Samoa's ruling party is set to win another landslide victory with election results starting to come in.
Meanwhile, the opposition Tautua Samoa Party is struggling to gain the number of seats needed to even qualify as a party in parliament.
Our correspondent in Apia, Autagavaia Tipi Autagavaia, said the opposition leader, Palusalue Fa'apo II, had also been voted out of parliament.
"Quite a number of people I spoke to, they are hoping there will be an opposition, or otherwise we're going back to the recent parliaments where it's just the independent MPs in the house, plus the ruling party.
"They [Tautua] need eight seats to be recognised as a political party in parliament and also to be opposition, " Autagavaia said.
He said the Human Rights Protection Party of caretaker prime minister Tuilaepa Sailele Malielegaoi looked set to gain a two-thirds majority for the next parliament.
However, at least three HRPP cabinet ministers -- Fa'amoetauloa Ulaitino Fa'ale Tuma'ali'i, Manu'alesagalala Mati, and Tuisugaletaua Sofara Aveau -- have been voted out and replaced by younger members of the same party.
Preliminary results for all of Samoa's constituencies were expected to be released late on Friday night, after a day of polling with a reportedly high voter turnout.
However, the ferry carrying ballot boxes from the island of Savai'i was delayed and wasn't due to arrive in Apia, the capital, until midnight, meaning counting would be delayed by several hours.
164 candidates stood for election, almost half of them from the HRPP. Four candidates, including Tuilaepa, who has been prime minister since 1998, were elected unopposed.
There was also a record 24 women candidates.
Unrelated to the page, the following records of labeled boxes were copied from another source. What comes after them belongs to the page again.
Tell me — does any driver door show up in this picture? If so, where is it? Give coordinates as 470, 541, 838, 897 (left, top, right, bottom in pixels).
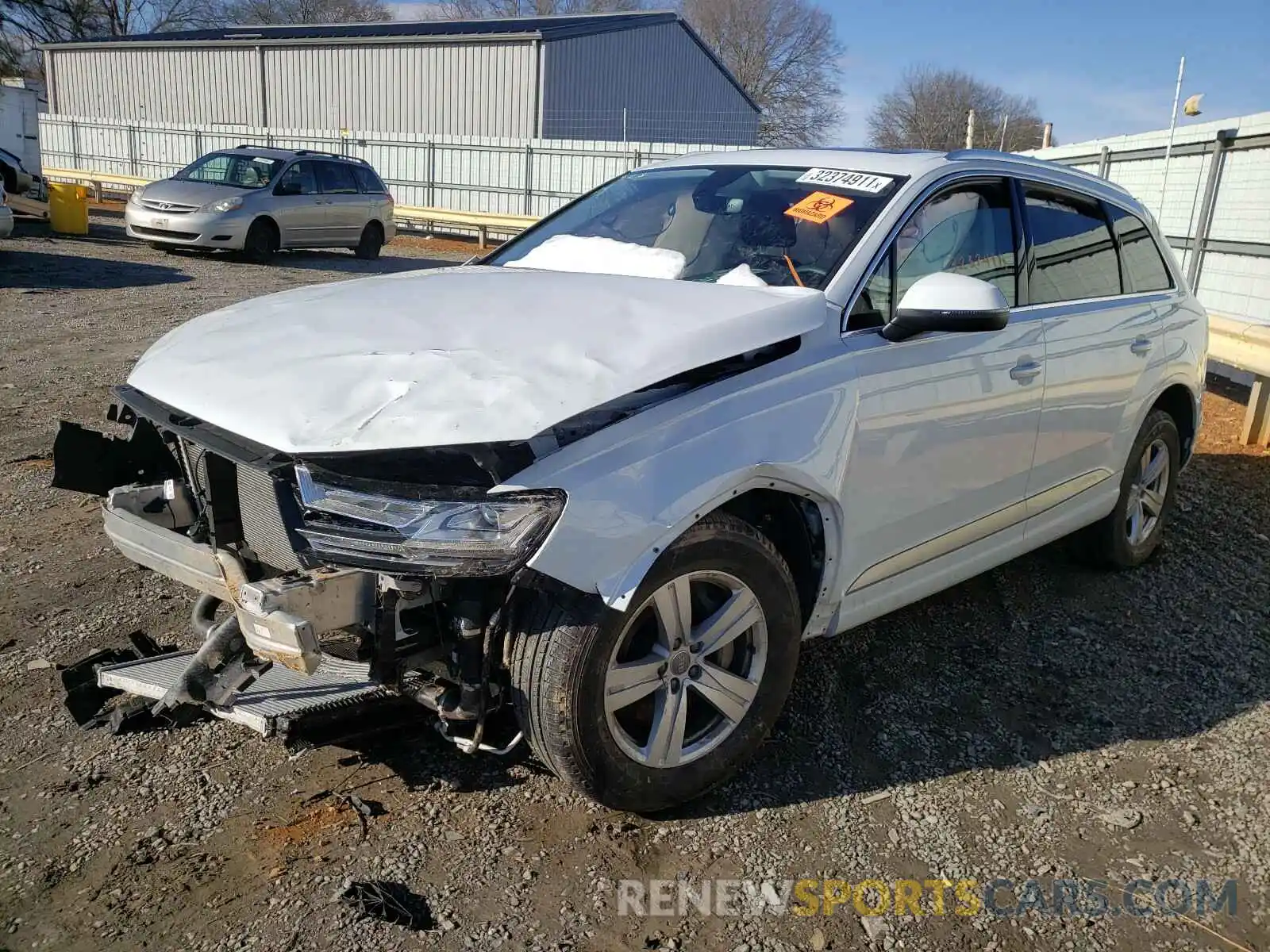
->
842, 179, 1044, 609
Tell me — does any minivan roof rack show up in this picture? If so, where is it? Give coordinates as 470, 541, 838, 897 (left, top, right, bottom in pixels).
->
296, 148, 370, 165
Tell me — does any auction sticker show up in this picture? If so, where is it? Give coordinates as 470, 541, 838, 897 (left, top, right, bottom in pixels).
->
796, 169, 894, 195
785, 192, 852, 225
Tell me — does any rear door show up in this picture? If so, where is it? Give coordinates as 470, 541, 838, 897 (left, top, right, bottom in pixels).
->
269, 163, 328, 248
353, 165, 392, 235
314, 160, 370, 245
1021, 182, 1164, 516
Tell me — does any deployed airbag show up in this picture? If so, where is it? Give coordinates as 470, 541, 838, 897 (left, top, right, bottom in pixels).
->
504, 235, 688, 281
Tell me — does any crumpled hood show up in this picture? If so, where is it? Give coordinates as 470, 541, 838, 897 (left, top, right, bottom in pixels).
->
129, 267, 828, 453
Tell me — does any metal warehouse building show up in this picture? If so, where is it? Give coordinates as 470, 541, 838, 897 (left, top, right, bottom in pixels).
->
43, 13, 758, 144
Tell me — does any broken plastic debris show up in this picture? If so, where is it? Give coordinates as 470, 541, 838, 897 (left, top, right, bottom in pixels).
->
504, 235, 688, 281
1100, 808, 1141, 830
339, 880, 432, 931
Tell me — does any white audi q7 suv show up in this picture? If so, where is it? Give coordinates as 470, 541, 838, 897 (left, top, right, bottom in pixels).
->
55, 150, 1208, 811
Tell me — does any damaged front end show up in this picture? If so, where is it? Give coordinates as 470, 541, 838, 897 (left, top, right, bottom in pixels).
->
53, 387, 564, 751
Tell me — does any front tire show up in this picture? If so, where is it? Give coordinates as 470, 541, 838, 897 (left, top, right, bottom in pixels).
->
243, 218, 279, 264
1078, 410, 1183, 569
353, 221, 383, 262
512, 514, 802, 812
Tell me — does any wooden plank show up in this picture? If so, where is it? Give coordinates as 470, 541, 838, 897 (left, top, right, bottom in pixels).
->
1240, 377, 1270, 447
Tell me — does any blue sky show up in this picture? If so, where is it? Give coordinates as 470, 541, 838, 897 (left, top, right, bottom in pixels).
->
391, 0, 1270, 146
822, 0, 1270, 144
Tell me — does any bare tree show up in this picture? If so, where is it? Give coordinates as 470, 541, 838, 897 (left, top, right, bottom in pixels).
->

Late on Friday night, four women had won seats on Upolo, with results from Savai'i yet to be released.
A recent constitutional amendment reserves five seats -- or ten percent -- of parliament for women MPs.
Autagavaia Tipi Autagavaia said there was a large turnout at polling stations, with some people waiting hours to vote, including past the closing time of 3 o'clock.
"There was a number of people lining up there from midday today up until 3 o'clock and I'm told that if you are there at three, you can still have a chance to go and cast your vote, but if you come after three you're not accepted."
Autagavaia Tipi Autagavaia said the election appeared to have gone smoothly, with no reports of irregularities.